Movida por seus ideais
por Barbara DemerovInspirado na história real de Melita Norwood, famosa espiã inglesa que ajudou a União Soviética ao longo de 30 anos, A Espiã Vermelha, filme sobre traição e romance, tem como base contar a trajetória da personagem Joan (Sophie Cookson) através de seu passado, deixando os fatos do presente como meros coadjuvantes.
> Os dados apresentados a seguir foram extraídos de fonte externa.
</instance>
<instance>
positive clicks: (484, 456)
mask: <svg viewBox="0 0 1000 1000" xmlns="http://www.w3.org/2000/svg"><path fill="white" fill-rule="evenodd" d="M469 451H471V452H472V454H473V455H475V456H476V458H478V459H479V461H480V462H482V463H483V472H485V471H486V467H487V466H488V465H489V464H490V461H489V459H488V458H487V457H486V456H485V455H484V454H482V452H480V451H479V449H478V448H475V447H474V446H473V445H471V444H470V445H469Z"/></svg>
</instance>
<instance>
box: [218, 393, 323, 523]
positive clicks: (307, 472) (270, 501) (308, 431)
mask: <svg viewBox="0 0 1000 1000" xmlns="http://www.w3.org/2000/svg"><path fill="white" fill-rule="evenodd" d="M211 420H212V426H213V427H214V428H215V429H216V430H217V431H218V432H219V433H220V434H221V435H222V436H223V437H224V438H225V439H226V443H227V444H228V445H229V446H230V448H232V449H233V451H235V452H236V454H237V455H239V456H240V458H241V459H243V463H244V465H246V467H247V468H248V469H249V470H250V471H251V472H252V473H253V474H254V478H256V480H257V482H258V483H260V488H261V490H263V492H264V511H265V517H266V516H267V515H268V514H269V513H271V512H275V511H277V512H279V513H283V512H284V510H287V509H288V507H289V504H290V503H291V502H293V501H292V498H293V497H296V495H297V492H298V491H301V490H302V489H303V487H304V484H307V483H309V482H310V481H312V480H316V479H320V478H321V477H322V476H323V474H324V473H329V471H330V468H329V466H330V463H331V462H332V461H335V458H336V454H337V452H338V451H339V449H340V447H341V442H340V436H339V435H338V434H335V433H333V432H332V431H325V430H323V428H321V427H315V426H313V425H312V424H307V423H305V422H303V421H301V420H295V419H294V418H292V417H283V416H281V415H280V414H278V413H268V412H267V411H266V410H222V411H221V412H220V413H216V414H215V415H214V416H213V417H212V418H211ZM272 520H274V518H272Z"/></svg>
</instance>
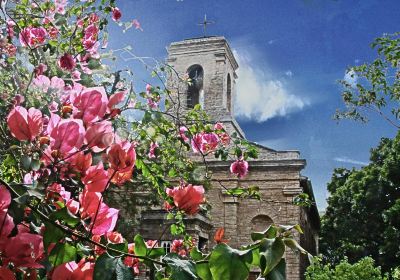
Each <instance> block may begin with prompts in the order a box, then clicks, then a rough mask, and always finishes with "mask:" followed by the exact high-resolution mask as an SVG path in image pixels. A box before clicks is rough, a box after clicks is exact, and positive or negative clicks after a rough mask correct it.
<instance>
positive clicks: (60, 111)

Apesar desta conjuntura ser interessante pela liberdade em compor o passado com uma riqueza de detalhes, é impossível deixar de lado que Judi Dench, intérprete de Joan no presente, é sub-aproveitada dentro da trama.
Além de poucas cenas com Dench enquanto é investigada pelo governo britânico, Cookson também não possui tantos momentos para brilhar – mesmo que com uma maior atenção aos seus ideais e a proximidade com o comunismo. O filme dirigido por Trevor Nunn é padronizado demais frente à uma protagonista que literalmente mudou o rumo da pesquisa nuclear da Rússia e, deste modo, acaba por entregar um resultado sem nuances ou twists capazes de impressionar. Se não fosse pelo fato da protagonista ser investigada (o que remete a O Jogo da Imitação), a linearidade de A Espiã Vermelha no passado talvez não fosse capaz de dar a devida importância a este caso.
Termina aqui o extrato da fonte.